Atrás dela estava uma mulher preta como a escuridão, seus olhos vermelhos como uma lua de sangue no céu escuro. Segurava uma faca grande ensanguentada, preparando-se para matar Aithne.

“Pelo amor de Deus... Só pare...”

Eu não aguentava mais.

Não aguento mais.

Apenas acabe com isso logo...

Mas a Aithne...

Ela não tem culpa de nada. Merda.

Em um instante, a cabeça de Aithne rolaria com o ataque do monstro. Preciso pará-lo. Preciso conter aqueles olhos vermelhos...

Apontei meus dedos indicador e médio em direção àqueles orbes carmesins. Apostei toda minha mana, sentindo minhas entranhas se revirando com a grande pressão de mana percorrendo meu corpo. De cada dedo, uma runa de disparo elétrico tomou vida, e geraram duas correntes elétricas que atingiram os olhos da criatura em cheio.

ARRRHRHGHGHH!

O cheiro de queimado ressurgiu junto ao gemido horripilante da mulher. Sua faca desceu rumo ao pescoço de Aithne, mas apenas raspou nele.

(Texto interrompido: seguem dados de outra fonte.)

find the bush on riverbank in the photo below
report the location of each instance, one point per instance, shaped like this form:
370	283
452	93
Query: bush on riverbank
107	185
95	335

Ela recuou contra a parede, esfregando os olhos com as costas da mão em desespero.

SEU MALDITO!

Caí no chão inteiramente exausto. Fiz o máximo que pude. Dois feitiços gastaram muito, muito mais do que o dobro de um feitiço. Consumiu-me por completo.

“Então esse é o nosso fim... Desculpa, Aithne.”

Mas, para a minha surpresa, a tímida Aithne andou em direção ao monstro, uma aura vermelha cobria todo seu corpo. Com um soco, ela enviou a cabeça da mulher violentamente contra a parede. Um sangue preto escorreu pela superfície. Senti um arrepio imaginando que Cyle tentou fazer justamente isso.

— Sua vadia — disse Aithne enquanto agarrava a base dos cabelos daquela monstruosidade.

BURRA! — falou o monstro e dirigiu suas unhas afiadas contra o corpo da garota, seu sangrento sorriso abrindo como se estivesse em vitória. Mas...

Laços de fogo se formaram e se convergiram ao redor daquela mão, provocando uma explosão tão forte que uma corrente de vento se espalhou por toda a biblioteca.

Do fogo daquela explosão, um líquido preto caiu no chão. O braço restante do monstro foi reduzido pela metade. O líquido era... a mão do monstro.

SUA VADIA!

— Cala a boca, aberração.

Aithne prendeu a cabeça do monstro contra a parede e afundou seu joelho no rosto dele. Sangue explodiu por todo lado.

A mulher tentou morder Aithne, apenas para ter sua cabeça esmagada por outra joelhada forte.

E outra.

E outra.

Cada joelhada era um estouro, um impacto surreal de presenciar. Uma força sobre-humana.

A criatura, após a terceira joelhada, já havia parado de se mover. Veio a quarta joelhada apenas para estourar de vez a cabeça do ser, um globo ocular voando e aterrisando perto de mim.

Ofegante, Aithne deixou-se andar para trás até bater contra uma estante de livros. Suas pernas vacilaram e ela caiu. Seus olhos eram fixos naquela aberração, mas tudo que via era uma cabeça desfigurada, centro de uma explosão de sangue.

— Aithne... O que- — Queria perguntar se estava bem, mas...

— Cala a boca você também.

...Fiquei quieto.

O tempo passou, minuto por minuto. A única coisa que ouvia era a respiração ofegante de Aithne e uma lareira, com estalos das madeiras em brasa.

Cansado, fechei meus olhos, ignorando o globo ocular na minha frente. Estava seguro. Aquele monstro não se levantaria mais. Não dessa vez. Nem mais cabeça aquilo tinha.

— Obrigada...

Não pude fazer mais do que apenas olhar para Aithne por um instante. Quanto mais a adrenalina passava, mais meu corpo era tomado por uma dor aguda, e mais cansado me sentia.

— Obrigada por me salvar.

Eu a salvei?... Ah, certo. Quando o monstro ia a executar por trás.

No fim, consegui ser útil.

Não sou um inútil...

Com um pequeno sorriso, perdi a consciência.